Der Account Manager des Lieferanten hat keinen Gegenüber mehr, der die Geschichte kennt, der angerufen werden kann, bevor ein Problem offiziell wird, der sich das Recht erarbeitet hat, einen Gefallen zu bitten. Die Beziehung, die der Prozess zu halten schien, wurde die ganze Zeit von einer Person gehalten. Der Prozess hat sie nur beschrieben.
Das ist kein Argument gegen den Prozess. Er ermöglicht es einer neuen Person, eine dokumentierte Beziehung zu übernehmen statt einer leeren Seite. Es ist ein Argument gegen die stille Verwechslung von Prozess und Person, die dazu führt, dass Funktionen zu wenig in das investieren, was die Beziehung tatsächlich führt. Eine Funktion, die viel Geld in eine Plattform gesteckt und nichts in die Gesprächskompetenz der Menschen dahinter investiert hat, hat ein sehr gutes System zur Dokumentation von Beziehungen gekauft, die sie nicht wirklich halten kann.
In den Träger investieren, nicht nur in das System
Die höchste Hebelwirkung liegt in der Fähigkeit der Person, die Beziehung zu tragen. Diese Fähigkeit, ein angespanntes Leistungsgespräch produktiv zu halten, Gegendruck aufzunehmen ohne nachzugeben oder zu eskalieren, einem versierten Account Manager standzuhalten und die eigene Position zu behaupten, ist die eigentliche Einheit von SRM. Sie lässt sich aufbauen. Aber sie kommt nicht automatisch mit dem Jobtitel.

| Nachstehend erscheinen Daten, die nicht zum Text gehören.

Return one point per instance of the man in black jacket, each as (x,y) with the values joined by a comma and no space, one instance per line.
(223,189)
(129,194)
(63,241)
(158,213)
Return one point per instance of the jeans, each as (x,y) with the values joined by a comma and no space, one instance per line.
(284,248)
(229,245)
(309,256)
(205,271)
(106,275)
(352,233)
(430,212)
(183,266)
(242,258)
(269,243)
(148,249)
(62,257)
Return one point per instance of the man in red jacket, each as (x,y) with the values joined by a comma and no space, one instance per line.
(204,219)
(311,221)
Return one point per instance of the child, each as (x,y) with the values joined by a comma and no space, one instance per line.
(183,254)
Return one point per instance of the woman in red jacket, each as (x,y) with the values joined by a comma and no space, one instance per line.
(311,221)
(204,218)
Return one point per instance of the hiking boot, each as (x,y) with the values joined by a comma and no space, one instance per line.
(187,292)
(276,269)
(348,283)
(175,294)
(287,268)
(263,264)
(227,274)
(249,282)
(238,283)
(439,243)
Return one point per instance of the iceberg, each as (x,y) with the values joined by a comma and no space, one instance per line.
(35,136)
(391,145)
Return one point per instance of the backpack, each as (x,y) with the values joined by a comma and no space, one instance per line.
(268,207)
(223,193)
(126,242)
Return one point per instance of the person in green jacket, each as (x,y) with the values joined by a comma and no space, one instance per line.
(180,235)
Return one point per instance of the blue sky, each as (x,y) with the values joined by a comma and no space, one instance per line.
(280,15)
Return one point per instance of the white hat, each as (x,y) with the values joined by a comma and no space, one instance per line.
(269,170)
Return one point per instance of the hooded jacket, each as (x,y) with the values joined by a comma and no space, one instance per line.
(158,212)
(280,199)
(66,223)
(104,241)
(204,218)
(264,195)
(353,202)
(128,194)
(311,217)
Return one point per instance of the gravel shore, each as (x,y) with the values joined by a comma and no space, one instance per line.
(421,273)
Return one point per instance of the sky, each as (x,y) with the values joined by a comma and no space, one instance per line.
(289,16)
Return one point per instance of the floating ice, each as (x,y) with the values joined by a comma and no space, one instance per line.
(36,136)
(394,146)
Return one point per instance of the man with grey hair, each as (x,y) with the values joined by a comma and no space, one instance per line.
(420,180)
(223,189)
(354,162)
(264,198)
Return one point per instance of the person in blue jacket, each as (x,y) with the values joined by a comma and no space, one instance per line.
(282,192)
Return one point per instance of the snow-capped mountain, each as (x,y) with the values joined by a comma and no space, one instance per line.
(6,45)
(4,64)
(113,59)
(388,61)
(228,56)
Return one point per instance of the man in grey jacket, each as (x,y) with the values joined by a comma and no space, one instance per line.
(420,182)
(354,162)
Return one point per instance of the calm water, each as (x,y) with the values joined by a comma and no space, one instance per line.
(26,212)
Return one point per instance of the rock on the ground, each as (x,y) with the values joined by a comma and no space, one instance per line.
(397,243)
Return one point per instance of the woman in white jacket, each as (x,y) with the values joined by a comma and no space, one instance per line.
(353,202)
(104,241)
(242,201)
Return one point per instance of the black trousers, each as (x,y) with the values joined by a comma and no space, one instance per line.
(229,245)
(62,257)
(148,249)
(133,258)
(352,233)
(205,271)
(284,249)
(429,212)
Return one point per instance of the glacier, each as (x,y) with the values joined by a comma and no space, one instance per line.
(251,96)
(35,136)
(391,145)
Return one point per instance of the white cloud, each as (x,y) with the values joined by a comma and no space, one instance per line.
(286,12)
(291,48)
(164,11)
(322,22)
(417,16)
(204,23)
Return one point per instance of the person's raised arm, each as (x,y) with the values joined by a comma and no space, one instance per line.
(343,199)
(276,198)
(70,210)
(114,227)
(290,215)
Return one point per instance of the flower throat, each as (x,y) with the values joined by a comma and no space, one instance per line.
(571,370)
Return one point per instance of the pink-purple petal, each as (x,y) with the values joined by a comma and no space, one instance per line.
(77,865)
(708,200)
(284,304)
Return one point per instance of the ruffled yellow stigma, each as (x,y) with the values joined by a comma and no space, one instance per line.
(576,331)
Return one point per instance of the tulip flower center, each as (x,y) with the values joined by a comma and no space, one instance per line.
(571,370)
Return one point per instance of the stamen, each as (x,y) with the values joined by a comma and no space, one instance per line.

Der Einkäufer, der das kann, ist nicht das Ergebnis einer besseren Plattform. Er ist das Ergebnis gezielter Vorbereitung. Die Plattform unterstützt diese Person. Sie ersetzt sie nicht.
Das Gespräch üben, bevor es zählt
Das Kernproblem liegt darin, dass die meisten Einkaufsprofis schwierige Lieferantengespräche nie geübt haben, bevor sie sie zum ersten Mal live führen, mit einer echten Beziehung und echtem Risiko. Dieses SRM-Cornerstone hat gezeigt: Die Beziehung wird im Gespräch geführt, nicht im Framework. Was hier hinzukommt, ist die Konsequenz für Investitionsentscheidungen. Eine Funktion, die ihre Gespräche nicht übt, baut auf einem Fundament, das sie für ein Dokument hält.
Voice2Evolve gibt den Menschen, die Lieferantenbeziehungen tragen, die Möglichkeit, genau die Gespräche zu proben, an denen diese Beziehungen hängen: das Leistungsgespräch, das immer wieder aufgeschoben wurde, die Preisverhandlung, bei der der Lieferant gut vorbereitet kommt, die Eskalation, die ankommen muss, ohne die Partnerschaft zu belasten. Wenn der Prozess einen schwierigen Moment an eine Person weiterleitet, sollte diese Person bereit sein, ihn zu tragen.
Einkaufs-Takeaway
- SRM-Plattformen bieten Konsistenz, Gedächtnis, Skalierung und Transparenz. Das sind Eigenschaften eines Systems of Record, keine Aussagen darüber, was in der Beziehung selbst passiert.
- Die Qualität einer Lieferantenbeziehung in schwierigen Momenten hängt von der Person ab, die das Gespräch führt, nicht vom Framework, das diesen Moment terminiert hat.
- Wenn ein Category Manager geht, geht die Beziehung mit. Der Prozess beschreibt nur, was die Person gehalten hat.
- Die höchste Hebelwirkung liegt im Aufbau von Gesprächskompetenz, nicht im Ausbau der Plattform. Eine Funktion, die nur in Systeme investiert, dokumentiert Beziehungen, die sie nicht führen kann.